Voices of the Void
Page 4
Andrew dropped his plasma gun, letting it hang around his shoulder by its bungee strap, then sighted the last group. They were rushing at him, ignoring Mariela as if she were an inanimate object, though she reached out her hands as if trying to stop and slow them. They swarmed around, knocking the girl roughly down, paying her no notice.
Andrew was back in control now, and he didn’t need the faint early images from his prescient mind to tell him what to shoot. He carefully executed each rushing man and woman, tapping each one in the chest twice. Six fell as they ran. Ten. Twelve. The last one took one shot in the shoulder, and the rifle was empty. Andrew let go of the rifle and picked up his plasma gun. The man was almost upon him, blood pouring from his single wound. Andrew could see his face – which was both confused and angry.
With two air-burning shots, Andrew obliterated the man, turning him into a smoking corpse with two gaping wounds seared through him.
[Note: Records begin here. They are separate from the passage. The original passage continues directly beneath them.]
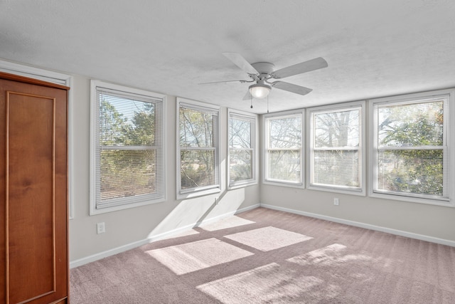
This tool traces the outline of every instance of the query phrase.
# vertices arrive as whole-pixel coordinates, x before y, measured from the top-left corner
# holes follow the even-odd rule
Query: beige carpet
[[[453,304],[455,248],[258,208],[70,278],[72,304]]]

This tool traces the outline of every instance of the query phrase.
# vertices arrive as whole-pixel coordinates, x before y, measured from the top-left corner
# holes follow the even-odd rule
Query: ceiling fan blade
[[[242,55],[237,53],[223,53],[223,55],[248,74],[257,75],[259,73]]]
[[[272,77],[275,79],[284,78],[286,77],[327,68],[328,66],[328,64],[324,58],[322,57],[318,57],[317,58],[311,59],[308,61],[304,61],[294,64],[294,65],[288,66],[287,68],[283,68],[275,70],[272,73]]]
[[[247,82],[251,82],[248,80],[223,80],[223,81],[213,81],[211,83],[198,83],[198,85],[212,85],[215,83],[245,83]]]
[[[313,90],[313,89],[302,87],[301,85],[294,85],[289,83],[285,83],[284,81],[275,81],[272,83],[272,85],[273,86],[273,88],[276,88],[277,89],[284,90],[285,91],[300,95],[306,95]]]

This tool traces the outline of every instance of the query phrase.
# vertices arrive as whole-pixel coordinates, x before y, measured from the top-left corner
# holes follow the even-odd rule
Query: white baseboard
[[[140,240],[138,241],[135,241],[133,243],[130,243],[119,247],[117,247],[112,249],[109,249],[105,251],[102,251],[98,253],[95,253],[93,254],[92,256],[86,256],[85,258],[80,258],[78,260],[75,260],[75,261],[72,261],[70,262],[70,268],[73,268],[75,267],[78,267],[78,266],[81,266],[84,264],[87,264],[88,263],[92,263],[92,262],[95,262],[95,261],[98,261],[100,260],[102,258],[107,258],[108,256],[114,256],[114,254],[117,254],[117,253],[122,253],[124,251],[127,251],[128,250],[131,250],[131,249],[134,249],[136,247],[141,246],[142,245],[145,245],[154,241],[159,241],[159,240],[162,240],[164,239],[166,239],[168,236],[171,236],[172,235],[174,234],[181,234],[182,232],[184,232],[186,231],[188,231],[189,229],[191,229],[194,227],[198,227],[198,226],[201,225],[202,224],[208,224],[208,223],[211,223],[211,222],[214,222],[216,221],[219,221],[222,219],[224,219],[225,217],[228,216],[232,216],[234,214],[238,214],[242,212],[245,212],[247,211],[248,210],[252,210],[254,209],[255,208],[258,208],[259,206],[259,204],[252,205],[252,206],[249,206],[245,208],[242,208],[240,209],[237,209],[235,211],[233,211],[232,212],[228,212],[226,214],[221,214],[219,215],[218,216],[215,216],[210,219],[204,219],[203,221],[199,221],[198,222],[191,224],[190,225],[186,225],[185,226],[183,227],[179,227],[176,229],[173,229],[171,231],[166,231],[160,234],[156,234],[155,236],[152,236],[149,238],[143,239],[143,240]]]
[[[395,234],[400,236],[405,236],[411,239],[416,239],[421,241],[427,241],[432,243],[439,243],[442,245],[447,245],[452,247],[455,247],[455,241],[446,240],[444,239],[438,239],[432,236],[424,236],[422,234],[413,234],[412,232],[403,231],[402,230],[392,229],[390,228],[381,227],[380,226],[370,225],[369,224],[360,223],[358,221],[349,221],[347,219],[338,219],[336,217],[327,216],[324,215],[313,214],[310,212],[301,211],[299,210],[294,210],[288,208],[283,208],[277,206],[268,205],[266,204],[261,204],[261,207],[267,208],[269,209],[278,210],[281,211],[292,213],[295,214],[303,215],[305,216],[314,217],[316,219],[323,219],[326,221],[333,221],[336,223],[344,224],[346,225],[354,226],[356,227],[365,228],[367,229],[375,230],[377,231],[386,232],[390,234]]]

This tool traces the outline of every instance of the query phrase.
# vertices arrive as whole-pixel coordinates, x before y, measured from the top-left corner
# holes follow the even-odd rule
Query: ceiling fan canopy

The man’s face was plastered in a slightly sad expression as he fell. Andrew had a flashback; he saw the man sitting near Mariela in an office, talking calmly. The girl seemed not to notice the conversation, and stared at her hands.
“Mariela, let’s go!” Andrew said. “You see you can’t stay here. He was mad. They all were, and I can tell you, there is no cure.”
Mariela picked herself up, shocked at the carnage surrounding her. Tears were welling in her open, trembling eyes.
Andrew gave her an appraising stare. He looked down at the blood, which was running between the forgotten pre-packaged snacks piled at the bottom of the stairs. His mind was blank, unable to think of the next step as he looked upon the gory horror of his handiwork. The stoic lane that he piloted his psyche through was suddenly no longer straight, but was like a winding path. He felt no immediate disgust, or fear, but all around him the feelings pressed in. All he really knew was that he had to escape the sight; escape, or else succumb and lose what control he still held.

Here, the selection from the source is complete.